Aufgegangen sind die Entscheidungen bislang nicht. Die Chargers tragen ihre Heimspiele in einem gerade einmal 30.000 Zuschauer fassenden Stadion aus. Dennoch wirkte es häufig so, als seien mehr Gästeanhänger im Stadion als Heimfans.
Die Verletzungsgefahr und die CTE-Debatte belasten den Sport insgesamt. Aber vieles deutet darauf hin, dass die aktuelle Krise in erster Linie eine Krise der NFL ist.
Beim College-Football ist von einer Krise nämlich wenig zu spüren. Spiele wie der Iron Bowl zwischen Alabama und Auburn erzielten hervorragende Quoten. Die Begeisterung für College-Football lässt sich auch damit erklären, dass die Teams nicht einfach in einen anderen Teil des Landes verlegt werden.
Und die NFL? Dreht weiter am Expansions-Rad.

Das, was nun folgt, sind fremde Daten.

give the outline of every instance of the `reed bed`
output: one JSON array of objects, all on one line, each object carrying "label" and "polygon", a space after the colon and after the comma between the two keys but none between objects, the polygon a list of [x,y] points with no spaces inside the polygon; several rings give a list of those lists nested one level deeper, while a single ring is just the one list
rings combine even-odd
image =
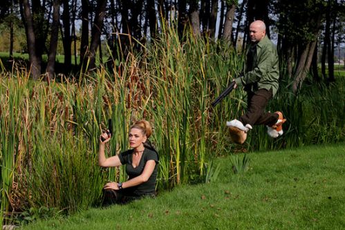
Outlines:
[{"label": "reed bed", "polygon": [[269,108],[287,117],[286,134],[272,140],[265,127],[255,127],[244,146],[232,144],[225,122],[244,113],[245,94],[236,90],[216,108],[210,103],[241,71],[243,56],[227,44],[192,33],[181,39],[175,29],[164,30],[141,52],[114,60],[111,69],[82,73],[77,80],[48,84],[29,80],[25,69],[3,72],[3,222],[10,221],[11,212],[32,207],[70,213],[97,206],[106,180],[125,180],[122,167],[97,164],[99,136],[109,118],[114,127],[109,155],[128,148],[132,122],[152,123],[158,191],[209,181],[218,174],[212,159],[221,155],[344,140],[344,86],[310,86],[296,96],[283,79]]}]

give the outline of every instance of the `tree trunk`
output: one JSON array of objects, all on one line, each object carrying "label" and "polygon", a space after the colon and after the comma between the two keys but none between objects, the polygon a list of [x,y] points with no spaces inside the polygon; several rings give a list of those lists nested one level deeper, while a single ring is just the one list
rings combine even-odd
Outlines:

Zur Saison 2020 werden aus den Oakland Raiders die Las Vegas Raiders. Weitere Veränderungen könnten folgen: Schon seit Jahren geistern in amerikanischen Medien Gerüchte umher, es könnten nicht nur einzelne Spiele, sondern eine ganze Mannschaft nach Europa verlagert werden. Gibt es also bald die London Rams? Die Rekrutierung neuer Fans hat jedenfalls schon begonnen.